2024 Volume 10 Issue 9 Pages 213-219
The first computational model of elastic wave propagation in horizontally layered media was proposed 70 years ago by Thomson and Haskell. Later, ground motion modelers further simplified the horizontally layered model for vertical wave propagation by assuming deep seismic sources and low-velocity near-surface layers. These simplifications reduce the governing 3D vector wave equation, which involves diffraction, reflection-transmission, and conversion of P and S body and surface waves, to a 1D scalar wave equation that only contains the reflection-transmission of vertically propagating S waves. Such 1D models continue to be utilized as “reasonable” tools for ground response analyses.
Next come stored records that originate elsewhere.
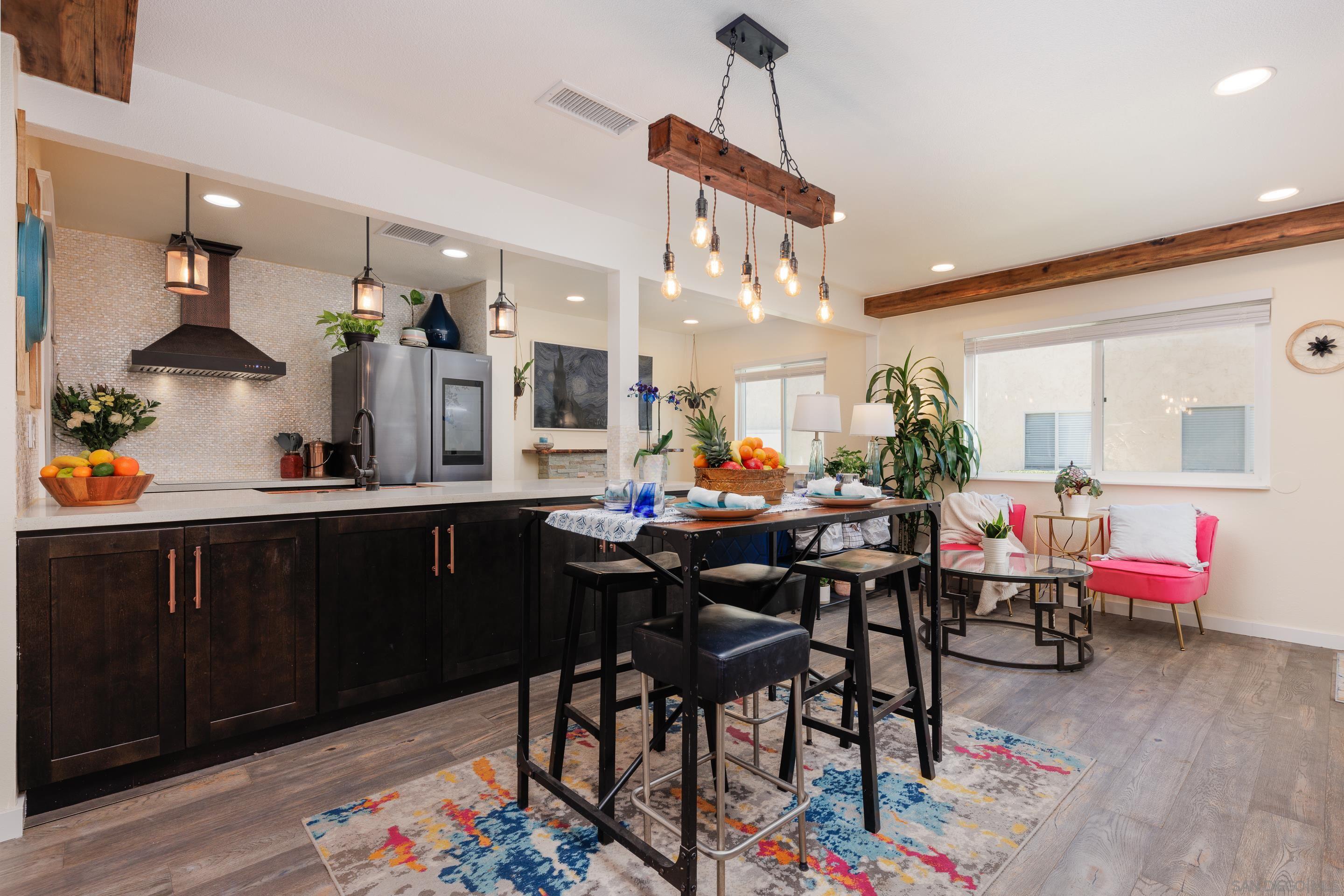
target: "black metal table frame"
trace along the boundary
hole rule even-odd
[[[895,498],[900,500],[900,498]],[[699,814],[699,807],[696,805],[698,795],[698,774],[699,763],[696,756],[696,737],[683,736],[681,737],[681,844],[677,850],[676,860],[671,860],[664,856],[660,850],[655,849],[652,844],[648,844],[626,826],[617,823],[614,811],[606,814],[603,807],[610,806],[616,795],[625,787],[630,775],[637,768],[637,763],[632,763],[625,772],[617,779],[616,786],[607,794],[599,794],[599,802],[594,805],[581,793],[559,780],[550,774],[547,768],[534,762],[530,754],[531,743],[531,672],[530,672],[530,645],[532,634],[532,609],[534,604],[540,606],[540,576],[535,568],[535,563],[540,557],[540,527],[544,519],[555,508],[521,508],[520,516],[524,523],[520,527],[519,537],[523,540],[523,587],[520,588],[520,618],[519,618],[519,678],[517,678],[517,805],[519,809],[527,809],[528,806],[528,785],[535,780],[540,786],[546,787],[548,791],[555,794],[564,802],[570,809],[583,817],[586,821],[597,826],[598,832],[610,837],[616,842],[621,844],[632,853],[634,853],[640,861],[652,868],[661,876],[665,881],[677,888],[679,892],[684,895],[694,893],[696,889],[696,873],[699,862],[699,849],[696,845],[696,817]],[[677,557],[681,560],[681,570],[685,571],[684,576],[677,576],[668,570],[659,567],[648,556],[640,552],[633,544],[625,541],[617,541],[620,547],[630,556],[641,560],[650,570],[661,576],[667,576],[671,582],[681,586],[683,590],[683,607],[698,606],[703,598],[700,596],[700,564],[704,562],[704,556],[712,543],[722,539],[732,539],[747,535],[761,535],[784,532],[789,529],[810,529],[817,528],[817,535],[813,539],[816,543],[821,537],[823,529],[831,525],[843,523],[860,523],[863,520],[875,520],[878,517],[891,517],[891,537],[895,539],[896,527],[895,519],[900,516],[907,516],[911,513],[926,513],[929,517],[930,529],[930,543],[938,544],[938,535],[942,527],[942,508],[938,501],[923,501],[923,500],[902,500],[899,506],[871,506],[871,508],[855,508],[855,509],[837,509],[832,513],[817,513],[817,510],[825,510],[827,508],[814,508],[806,510],[809,513],[805,519],[798,519],[792,512],[784,513],[767,513],[754,517],[742,523],[724,523],[720,527],[704,528],[703,521],[689,521],[689,523],[649,523],[641,529],[641,535],[652,535],[655,537],[661,537],[664,540],[664,549],[673,549]],[[809,548],[812,544],[808,545]],[[808,553],[806,549],[800,552],[798,557],[794,559],[794,564],[801,562]],[[773,556],[773,552],[771,552]],[[789,567],[793,571],[793,566]],[[785,575],[780,580],[780,586],[788,580]],[[939,562],[935,557],[930,567],[927,567],[926,587],[929,594],[934,598],[931,602],[931,613],[935,627],[939,625],[938,619],[938,595],[941,594],[942,578],[939,572]],[[534,599],[535,598],[535,599]],[[653,740],[661,739],[672,723],[683,716],[687,719],[696,719],[699,708],[696,705],[696,677],[698,677],[698,664],[696,647],[698,647],[698,613],[683,613],[681,614],[681,650],[683,650],[683,681],[685,681],[685,688],[681,695],[681,703],[677,709],[668,715],[667,719],[659,721],[655,727]],[[930,736],[933,739],[933,754],[935,760],[942,759],[942,661],[937,650],[931,650],[931,670],[929,681],[929,725]],[[694,724],[683,725],[683,731],[695,731]]]
[[[935,544],[935,543],[934,543]],[[930,562],[934,557],[941,556],[943,552],[930,552]],[[938,564],[941,567],[941,564]],[[923,570],[925,567],[921,563]],[[1030,587],[1030,607],[1034,613],[1032,622],[1017,622],[1016,619],[1001,619],[997,617],[972,617],[966,613],[966,603],[972,596],[970,582],[1021,582],[1023,575],[1016,576],[1012,572],[964,572],[961,570],[946,570],[942,576],[952,579],[964,579],[966,582],[965,587],[960,591],[945,590],[942,596],[950,600],[954,606],[954,614],[942,619],[942,614],[937,611],[934,603],[930,600],[930,615],[925,615],[923,611],[923,595],[921,595],[919,606],[919,621],[923,623],[919,627],[919,639],[925,642],[930,650],[933,650],[933,633],[939,630],[942,633],[941,652],[948,657],[957,657],[958,660],[966,660],[969,662],[978,662],[986,666],[997,666],[1000,669],[1038,669],[1038,670],[1054,670],[1054,672],[1078,672],[1094,658],[1094,649],[1091,643],[1093,639],[1093,598],[1091,592],[1085,583],[1091,578],[1091,570],[1079,571],[1077,575],[1064,576],[1051,576],[1047,580],[1027,582]],[[1064,587],[1068,584],[1075,586],[1078,590],[1078,606],[1071,607],[1064,603]],[[1042,595],[1051,595],[1043,598]],[[1011,599],[1011,598],[1009,598]],[[1073,613],[1078,610],[1078,613]],[[1068,631],[1060,631],[1055,627],[1055,614],[1064,613],[1068,617]],[[930,618],[931,617],[931,618]],[[1048,621],[1048,623],[1047,623]],[[1085,631],[1078,631],[1078,623],[1082,622]],[[992,657],[982,657],[973,653],[965,653],[961,650],[953,650],[950,645],[950,635],[966,637],[966,623],[976,625],[1000,625],[1011,626],[1015,629],[1028,629],[1035,634],[1035,641],[1038,647],[1054,647],[1055,661],[1054,662],[1015,662],[1011,660],[995,660]],[[1064,660],[1066,645],[1074,643],[1078,647],[1078,658],[1074,661]]]

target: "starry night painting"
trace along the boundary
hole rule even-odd
[[[606,349],[532,343],[532,429],[606,429]],[[640,382],[653,382],[653,359],[640,355]],[[632,399],[633,400],[633,399]],[[649,429],[648,404],[640,429]]]

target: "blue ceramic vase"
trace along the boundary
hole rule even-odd
[[[429,304],[429,310],[419,320],[419,328],[425,330],[430,348],[458,348],[462,344],[462,334],[457,329],[457,321],[448,313],[444,305],[444,294],[434,293],[434,300]]]

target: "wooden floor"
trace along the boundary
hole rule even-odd
[[[879,600],[872,615],[888,610]],[[1097,661],[1083,672],[945,664],[949,712],[1097,759],[991,892],[1344,893],[1333,653],[1191,629],[1180,653],[1171,625],[1114,613],[1098,622]],[[820,630],[840,626],[836,611]],[[980,647],[996,656],[1040,650],[1025,633],[981,629]],[[874,646],[879,669],[896,662],[888,638]],[[895,682],[898,670],[879,677]],[[548,677],[532,689],[534,731],[548,724],[554,688]],[[36,819],[0,844],[0,893],[335,896],[300,818],[509,746],[515,693],[417,709]]]

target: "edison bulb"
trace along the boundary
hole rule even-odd
[[[704,218],[695,219],[695,227],[691,228],[691,244],[696,249],[704,249],[710,244],[710,222]]]
[[[681,281],[676,278],[676,271],[669,270],[663,274],[663,298],[672,301],[681,294]]]

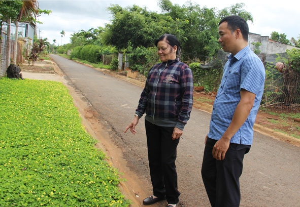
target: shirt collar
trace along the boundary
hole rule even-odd
[[[175,60],[169,60],[166,61],[162,62],[162,63],[163,63],[163,64],[166,63],[167,65],[170,65],[171,64],[178,61],[178,60],[179,60],[179,58],[176,58]]]
[[[245,53],[248,53],[249,51],[250,51],[250,47],[249,46],[249,45],[248,45],[245,48],[239,51],[238,53],[237,53],[234,56],[232,55],[232,54],[230,54],[229,56],[228,56],[228,59],[230,60],[234,57],[237,60],[240,60],[244,56]]]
However, recent studies at borehole array sites have revealed that 1D analyses may only be reasonable in about 50% of cases. Despite the known limitations of 1D models, 2D/3D models are not widely used in practice because of the higher computational costs and the lack of adequate subsurface data. Recent advancements in computational science and non-invasive site characterization, however, are trying to alleviate these limitations and
make 2D/3D ground response analyses more feasible. In this study, we use the finite volume code FLAC to model seismic wave propagation at the Treasure Island Downhole Array (TIDA) site using 1D and 2D subsurface models and discuss the inherent limitations of 1D analyses. The 3D subsurface model shows a relatively flat bedrock layer beneath the site that begins to slope upward approximately 500 m away from the TIDA borehole. This dipping bedrock layer has been found to substantially influence the recorded ground motions at the borehole array. We use a high-frequency input motion at the base of our model to “decouple” various components of the scattered wavefield and reveal their interactions in forming the observed ground response. Part of the vertically propagating shear wave is diffracted at the tip and toe of the slopping bedrock and further propagates toward the ground surface as cylindrical P and S body waves. Reverberations of these obliquely incident body waves within the soft dipping layer lead to surface projections that
travel in the down-slope direction. While these 2D surface waves give rise to a better match between field recordings and numerical simulations, we still need to consider 3D out-of-plane effects and non-vertical excitations to adequately capture the true response. Overall, the seismic wave propagation in each site is inherently a 3D phenomenon; while it is possible to capture some characteristics of its response at lower dimensions, adequately modeling the true response, especially at higher frequencies, may require 3D analyses.